I left my home of 10 years on a foggy morning. There was a light drizzle giving everything that moist glitter in an otherwise muted diaphanous grey landscape.  Cargo ships rested at anchor and a lonely little fish boat puttered through the morning murkiness.  A rail barge was being loaded and the sound of metal clanging rang mournfully in the mists.
 
Harbour View (photo credit:  RiverWalker Arts)
My car was loaded with the last few possessions that I’d managed to round up and jam in the back of my car.  The kids had no idea how final that goodbye was.  They waved dutifully as we said our goodbyes, and protested kisses from friends, they waved again out the window when I asked them too.  The significance of such a leave taking completely lost on the here and now nature of children.  I watched as the ferry pulled away from the dock, and I wondered where life would take me next and I reflected on the ten years of my life I had spent in that rainy little north coast town.  The juxtaposition of buildings jammed so tightly together you cannot walk between some of the houses, with the wide expanse uninhabited land surrounding the town…  it always seemed so odd to me.  As if folks were nestled down against the dark of the wilderness afraid as they stared out into the wild from around the friendly glow of their neighbours hearth.  There is so much beauty in the grey and green landscape I had called home.  Although as one friend reminded me, first impressions are one of an ugly little mildewing town, slowly rotting in the inevitable damp.

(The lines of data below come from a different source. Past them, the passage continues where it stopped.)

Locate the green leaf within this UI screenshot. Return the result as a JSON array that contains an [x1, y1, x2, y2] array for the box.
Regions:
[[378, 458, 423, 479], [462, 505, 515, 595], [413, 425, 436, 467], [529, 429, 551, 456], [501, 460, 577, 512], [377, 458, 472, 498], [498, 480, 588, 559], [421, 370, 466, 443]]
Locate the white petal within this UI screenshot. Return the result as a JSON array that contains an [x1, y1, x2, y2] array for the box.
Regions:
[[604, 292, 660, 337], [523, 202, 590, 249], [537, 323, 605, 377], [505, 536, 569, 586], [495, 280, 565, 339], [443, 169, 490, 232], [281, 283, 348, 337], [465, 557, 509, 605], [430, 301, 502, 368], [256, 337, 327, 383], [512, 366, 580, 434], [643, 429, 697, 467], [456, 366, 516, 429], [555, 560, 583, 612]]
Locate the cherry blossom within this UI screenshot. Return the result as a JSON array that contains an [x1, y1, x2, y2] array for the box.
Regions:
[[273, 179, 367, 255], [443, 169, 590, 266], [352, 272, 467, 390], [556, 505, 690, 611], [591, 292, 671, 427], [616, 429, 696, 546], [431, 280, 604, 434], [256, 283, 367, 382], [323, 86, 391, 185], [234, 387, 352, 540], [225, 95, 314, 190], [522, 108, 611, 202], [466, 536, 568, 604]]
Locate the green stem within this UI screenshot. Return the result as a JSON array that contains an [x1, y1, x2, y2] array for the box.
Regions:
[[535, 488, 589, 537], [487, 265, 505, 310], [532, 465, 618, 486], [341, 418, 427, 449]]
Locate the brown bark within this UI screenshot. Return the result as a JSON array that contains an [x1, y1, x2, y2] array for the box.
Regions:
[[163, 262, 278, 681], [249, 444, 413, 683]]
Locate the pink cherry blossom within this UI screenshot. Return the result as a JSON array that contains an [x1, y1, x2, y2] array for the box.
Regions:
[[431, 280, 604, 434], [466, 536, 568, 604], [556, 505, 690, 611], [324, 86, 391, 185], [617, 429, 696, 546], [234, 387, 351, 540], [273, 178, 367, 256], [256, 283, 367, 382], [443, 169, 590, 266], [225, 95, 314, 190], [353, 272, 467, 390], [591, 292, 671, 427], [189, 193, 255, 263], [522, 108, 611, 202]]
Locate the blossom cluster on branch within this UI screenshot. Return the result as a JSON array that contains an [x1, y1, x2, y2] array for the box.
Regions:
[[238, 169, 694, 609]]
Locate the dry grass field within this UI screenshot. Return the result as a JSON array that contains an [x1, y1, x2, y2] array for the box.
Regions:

The ferry bore us south.  On and on, the mountains rising in the distance, the waterfalls rushing into the sea, the day past and night blanketed it all in darkness – the darkness that comes without any lights on the horizon, the darkness that would have lit the sky in the brilliance of stars had the clouds not jealously blocked them from view. And dawn came once more…..
 
West Coast Journey (photo credit: RiverWalker Arts)
We drove in the fog and coastal mist.  This long long journey away from the only home my children had known, and the place I’d called home for so long. 

Eventually we come to visit with my folks, we celebrated the season, we ate, we watched the fire dance in the fire place and set off again for our new home.

We arrived two days later in a snow storm.  My introduction to this new community was an adventure in pure white. Snow swirled and the wind howled at 18 degrees below zero.  The roads were white, the sky was white, and yet somehow it was dark even in midday.  I navigated coughing, and feeling fluish.  The temperature ebbed, and flowed warming and cooling,  and I got more and more sick, and the month of January passed in a haze of fatigue and illness.  I lost my hearing for a while, my eardrums ruptured and I slept.  I went to work in the mornings and would rarely make it until lunch hour shaking with fever and falling asleep with exhaustion brought about by lungs filled with fluid and infection.

My office, my studio space is still filled with boxes unpacked and abandoned, but I am getting better and in time I’m sure I will be back to my regular self. I hoping that by the time the snow melts I will again be in my studio.